Vietnam Air expected to launch direct service to U.S. next year
The Saigon Times Daily
A passenger takes a selﬁe next to a Vietnam Airlines Boeing 787-9 Dreamliner jetliner at Tan Son Nhat International Airport in HCMC. Vietnam Airlines is expected to kick off direct service to the United States next year - PHOTO: PHAM VU
HCMC - Vietnam Airlines, the national flag carrier, is expected to kick off direct service to the United States next year after the Civil Aviation Administration of Vietnam (CAAV) gains Category 1 approval from the U.S. Federal Aviation Administration (FAA), probably next month.
The airline’s plan for flying direct to the U.S. has been in the making for more than a decade. Vietnamese commercial airlines cannot operate direct flights to America if CAAV lacks Category 1 safety approval from FAA.
Duong Tri Thanh, CEO of Vietnam Airlines, is quoted by Vietnamnet.vn news website as saying his carrier would look into FAA’s safety credential for CAAV before it decides on direct service to the U.S., which he said might start late next year.
More than two years ago CAAV and Boeing signed a deal in Hanoi, in which the U.S. plane manufacturer would help the Vietnam side gain Category 1 approval from FAA.
To expand its international flight network, Vietnam Airlines has put in service new modern jetliners Airbus A350-900 XWB and Boeing 787-9 Dreamliner.

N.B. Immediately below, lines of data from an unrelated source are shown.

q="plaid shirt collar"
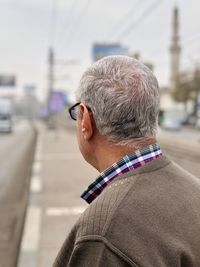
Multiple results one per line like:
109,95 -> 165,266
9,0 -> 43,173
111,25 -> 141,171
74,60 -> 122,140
81,143 -> 162,203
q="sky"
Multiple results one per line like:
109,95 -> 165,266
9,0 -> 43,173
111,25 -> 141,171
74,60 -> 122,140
0,0 -> 200,102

In its 2016-2020 business development plan, the airline would fly direct to the U.S. West Coast, with San Francisco or Los Angeles being weighed as its destination.

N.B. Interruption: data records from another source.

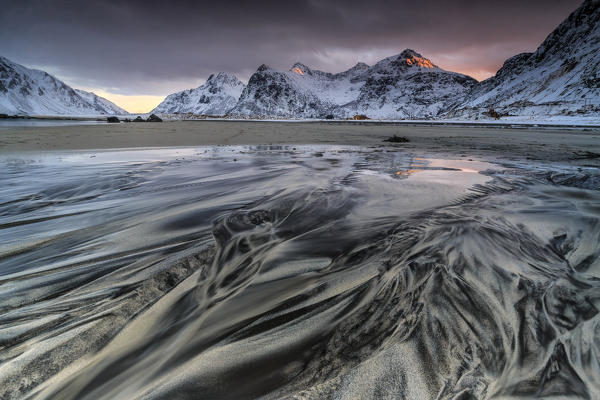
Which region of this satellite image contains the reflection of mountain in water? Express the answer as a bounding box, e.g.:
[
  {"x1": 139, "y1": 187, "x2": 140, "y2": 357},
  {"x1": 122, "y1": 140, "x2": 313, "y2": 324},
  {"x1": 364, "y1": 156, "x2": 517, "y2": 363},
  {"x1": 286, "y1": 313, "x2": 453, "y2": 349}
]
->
[{"x1": 0, "y1": 147, "x2": 600, "y2": 399}]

Vietnam Airlines now operates codeshare flights to the U.S. with seven weekly services to 25 American destinations. Passengers who buy tickets at Vietnam Airlines can fly with the airline in one leg before they fly on with either China Airlines via Taipei (Taiwan) or Delta Airlines via Narita (Japan), Haneda (Japan) or Frankfurt (Germany).
The Vietnamnet.vn report quoted CAAV chief Lai Xuan Thanh as saying that his aviation agency had got ready for a technical review by the U.S. side, which could take place next month. If everything is fine, FAA would decide, under the International Aviation Safety Assessment (IASA) program, whether CAAV’s oversight of its air carriers that fly direct to the U.S. complies with safety standards established by the International Civil Aviation Organization (ICAO).